Deng Siao-ping’in işletmelerin yalnızca merkezi kurumlara tabi kılınması şeklindeki “düzeltme”si, üretimin kapitalist konsantrasyonu ve tekelleşmeyi amaçlıyordu. O, aynı zamanda revizyonist uygulamaların hakim kılınmasına da yardımcı olmak istiyordu. İşletmelerde uzmanlara dayanılmalı, kar işletmenin en önemli hedefi olmalı, maddi teşvik yürürlüğe sokulmalı, üretim her şeyden önce gelmeli ve teknik her şeyin üzerinde durmalıdır. Böylece Başkan Mao’nun sosyalist devrim ve sosyalist inşaya ilişkin çizgi ve siyaseti bir yana fırlatılacak, burjuva hakkı genişletilip güçlendirilecek, sosyalist yön ve işletmelerimizin sosyalist yolu tersine çevrilerek sosyalist ekonomi tekelci bürokrat kapitalist bir ekonomiye dönüştürülecekti.

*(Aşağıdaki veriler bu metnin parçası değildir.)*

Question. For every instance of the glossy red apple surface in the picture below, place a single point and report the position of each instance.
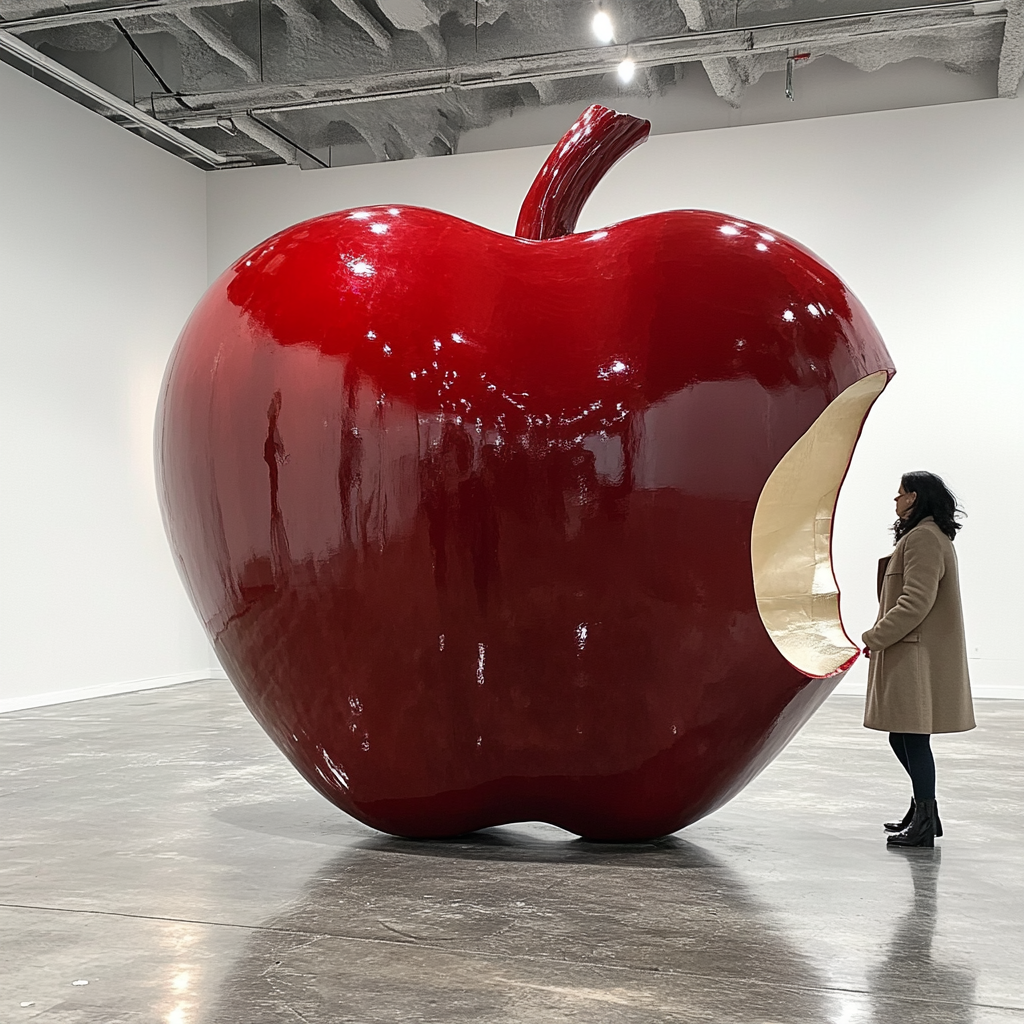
(467, 516)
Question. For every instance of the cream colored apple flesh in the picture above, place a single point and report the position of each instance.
(792, 536)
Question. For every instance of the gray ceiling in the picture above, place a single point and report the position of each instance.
(330, 82)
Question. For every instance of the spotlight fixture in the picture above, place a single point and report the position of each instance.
(602, 27)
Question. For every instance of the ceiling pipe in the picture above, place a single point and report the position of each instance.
(816, 34)
(139, 7)
(23, 56)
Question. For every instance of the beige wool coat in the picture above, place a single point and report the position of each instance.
(918, 677)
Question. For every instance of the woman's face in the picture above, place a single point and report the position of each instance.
(904, 502)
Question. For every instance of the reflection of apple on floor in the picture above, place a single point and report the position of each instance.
(516, 925)
(489, 528)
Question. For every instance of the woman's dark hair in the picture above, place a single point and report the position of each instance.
(934, 499)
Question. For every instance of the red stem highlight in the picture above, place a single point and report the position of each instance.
(586, 153)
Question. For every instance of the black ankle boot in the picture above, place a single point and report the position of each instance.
(908, 817)
(922, 829)
(900, 825)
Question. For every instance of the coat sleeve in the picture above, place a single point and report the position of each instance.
(923, 568)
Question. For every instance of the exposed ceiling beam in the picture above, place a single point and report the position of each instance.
(1012, 51)
(90, 16)
(23, 56)
(356, 13)
(263, 136)
(723, 73)
(817, 35)
(217, 39)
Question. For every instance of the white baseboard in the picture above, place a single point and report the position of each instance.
(105, 689)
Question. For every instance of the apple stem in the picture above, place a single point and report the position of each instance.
(586, 153)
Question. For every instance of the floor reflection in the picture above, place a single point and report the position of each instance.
(517, 924)
(909, 968)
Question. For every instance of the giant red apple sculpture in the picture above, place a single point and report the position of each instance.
(488, 528)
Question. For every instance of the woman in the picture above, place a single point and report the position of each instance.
(916, 679)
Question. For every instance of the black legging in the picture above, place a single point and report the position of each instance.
(914, 753)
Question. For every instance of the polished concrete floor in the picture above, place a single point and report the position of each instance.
(161, 862)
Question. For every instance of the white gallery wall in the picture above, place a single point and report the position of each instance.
(105, 244)
(102, 254)
(921, 211)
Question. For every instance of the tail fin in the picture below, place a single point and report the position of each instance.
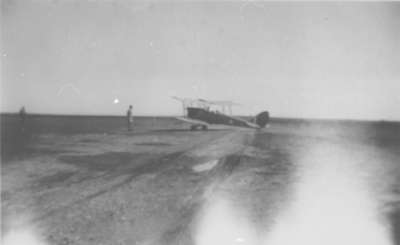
(262, 119)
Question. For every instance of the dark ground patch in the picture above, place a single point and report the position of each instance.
(100, 162)
(394, 217)
(89, 140)
(59, 177)
(154, 144)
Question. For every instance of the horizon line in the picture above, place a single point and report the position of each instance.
(153, 115)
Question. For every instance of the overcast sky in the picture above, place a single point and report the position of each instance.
(323, 60)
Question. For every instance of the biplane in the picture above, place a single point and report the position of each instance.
(202, 113)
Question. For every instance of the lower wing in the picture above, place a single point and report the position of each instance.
(192, 121)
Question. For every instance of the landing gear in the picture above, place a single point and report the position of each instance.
(195, 127)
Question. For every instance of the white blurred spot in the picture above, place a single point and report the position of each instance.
(223, 224)
(332, 204)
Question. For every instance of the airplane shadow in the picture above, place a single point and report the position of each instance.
(188, 130)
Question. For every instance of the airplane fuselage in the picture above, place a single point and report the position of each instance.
(214, 117)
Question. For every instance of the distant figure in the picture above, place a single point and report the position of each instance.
(129, 118)
(22, 117)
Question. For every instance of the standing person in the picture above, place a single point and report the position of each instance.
(22, 117)
(129, 118)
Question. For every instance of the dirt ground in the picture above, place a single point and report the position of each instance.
(222, 186)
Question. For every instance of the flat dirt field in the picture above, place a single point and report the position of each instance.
(295, 182)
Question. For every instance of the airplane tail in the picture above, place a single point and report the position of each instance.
(262, 119)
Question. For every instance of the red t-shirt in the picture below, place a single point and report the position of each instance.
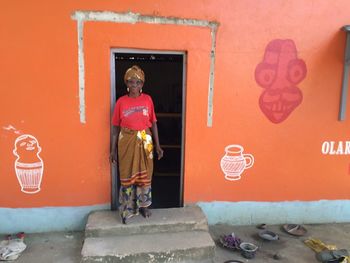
(134, 113)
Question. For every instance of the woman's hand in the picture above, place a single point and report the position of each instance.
(160, 152)
(113, 158)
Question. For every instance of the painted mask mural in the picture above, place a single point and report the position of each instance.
(29, 166)
(278, 74)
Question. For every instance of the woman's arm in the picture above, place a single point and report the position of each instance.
(115, 135)
(156, 140)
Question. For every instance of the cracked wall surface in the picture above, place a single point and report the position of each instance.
(133, 18)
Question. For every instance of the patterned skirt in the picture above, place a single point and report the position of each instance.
(135, 156)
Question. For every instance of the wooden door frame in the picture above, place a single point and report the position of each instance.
(114, 170)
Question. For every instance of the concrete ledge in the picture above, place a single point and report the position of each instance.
(108, 223)
(192, 246)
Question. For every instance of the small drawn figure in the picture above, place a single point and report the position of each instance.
(235, 162)
(29, 166)
(279, 73)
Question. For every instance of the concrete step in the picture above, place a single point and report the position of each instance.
(190, 246)
(108, 223)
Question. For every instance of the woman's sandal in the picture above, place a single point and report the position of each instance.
(145, 212)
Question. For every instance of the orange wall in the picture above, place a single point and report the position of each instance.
(39, 96)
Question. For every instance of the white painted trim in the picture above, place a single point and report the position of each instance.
(132, 18)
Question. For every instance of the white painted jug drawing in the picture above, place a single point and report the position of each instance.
(235, 162)
(29, 166)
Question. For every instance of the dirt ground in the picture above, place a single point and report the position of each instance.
(65, 247)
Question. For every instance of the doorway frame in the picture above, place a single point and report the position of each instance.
(114, 170)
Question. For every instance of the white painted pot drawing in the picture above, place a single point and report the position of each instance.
(235, 162)
(29, 166)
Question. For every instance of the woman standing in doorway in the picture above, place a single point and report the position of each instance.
(134, 124)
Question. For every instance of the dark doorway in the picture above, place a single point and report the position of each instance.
(164, 82)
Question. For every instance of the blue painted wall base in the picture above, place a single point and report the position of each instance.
(47, 219)
(251, 213)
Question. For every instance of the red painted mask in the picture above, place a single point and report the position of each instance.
(279, 73)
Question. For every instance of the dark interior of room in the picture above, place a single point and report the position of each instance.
(164, 83)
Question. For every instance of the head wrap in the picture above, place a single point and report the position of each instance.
(134, 72)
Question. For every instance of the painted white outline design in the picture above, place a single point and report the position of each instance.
(29, 174)
(234, 162)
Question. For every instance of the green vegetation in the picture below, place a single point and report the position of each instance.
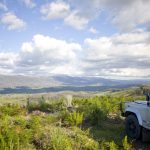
(92, 123)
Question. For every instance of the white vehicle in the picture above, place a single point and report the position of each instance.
(137, 123)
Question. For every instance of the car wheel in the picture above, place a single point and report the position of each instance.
(133, 129)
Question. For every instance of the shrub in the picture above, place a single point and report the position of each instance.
(74, 119)
(126, 144)
(96, 116)
(12, 110)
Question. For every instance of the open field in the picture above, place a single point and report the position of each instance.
(66, 121)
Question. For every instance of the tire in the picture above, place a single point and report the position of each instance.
(133, 129)
(145, 135)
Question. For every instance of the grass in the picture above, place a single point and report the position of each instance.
(46, 123)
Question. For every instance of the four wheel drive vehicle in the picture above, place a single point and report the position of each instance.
(137, 123)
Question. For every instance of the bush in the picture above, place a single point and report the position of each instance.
(96, 116)
(126, 144)
(12, 110)
(74, 119)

SOVYET REVİZYONİSTLERİNE HAS BİR İŞLETME YÖNETİMİ:

Deng Siao-ping iki yönden tekelci bürokrat kapitalizmi inşa etmeye çalıştı: idari açıdan yukarıda anlatılan sistemi körüklüyor; işletme yeri ise, işçiler üzerinde burjuvazinin diktatörlüğünü gerçekleştirmek için Sovyet revizyonist işletme yönetim tipini savunuyordu. Başkan Mao daha 1964 de şunları söylüyordu: “İdarenin bizzat kendisi sosyalist eğitimin konusudur. Eğer idarede çalışanlar işçilerin arasına atölyelere gitmez, onlarla birlikte çalışmaz, öğrenmez ve yaşamazlarsa, alçak gönüllülükle onlardan bir veya birkaç ustalık öğrenmezlerse o zaman hayatları boyunca işçi sınıfı ile keskin bir sınıf mücadelesi içinde bulunacaklar ve sonuçta işçi sınıfı tarafından burjuvazi olarak devrileceklerdir.” Deng Siao-ping ise her zaman Başkan Mao’nun “tüm yürekten işçi sınıfına dayanın” direktifine karşı gelmiş ve inatla işçi sınıfına düşman revizyonist bir çizgi izlemiştir. O açıkça, “işçi-köylü ve askerlere dayanmak izafidir” diyerek işçi sınıfı, yoksul ve aşağı orta köylüleri devletin efendileri olarak görmeyi kesin bir şekilde reddetmiş ve onların ekonomiye damgalarını vurma hakkına sahip olduklarını inkar etmiştir. İşçi sınıfının kültür devrimi sırasında işletme idaresindeki kapitalist ve revizyonist ilke ve kuralları eleştirmek gibi devrimci eylemleri Deng Siao-ping’i öfkeden deliye çevirmiştir. O tekrar görev başına geldiği andan itibaren tereddütsüz intikam almak üzere karşı saldırıya girişti. Yalnızca işçi sınıfını “denetleme, dizginleme ve sindirme”ye hizmet eden bütün bu kuralların “mümkün olduğu kadar sıkı” ele alınmasını da savundu. Bu, gerçekte onun Başkan Mao’nun şiddetle mahkum ettiği “işçi sınıfının kanını emen burjuva unsurlar”ın baş temsilcisi olduğunu açıkça göstermektedir.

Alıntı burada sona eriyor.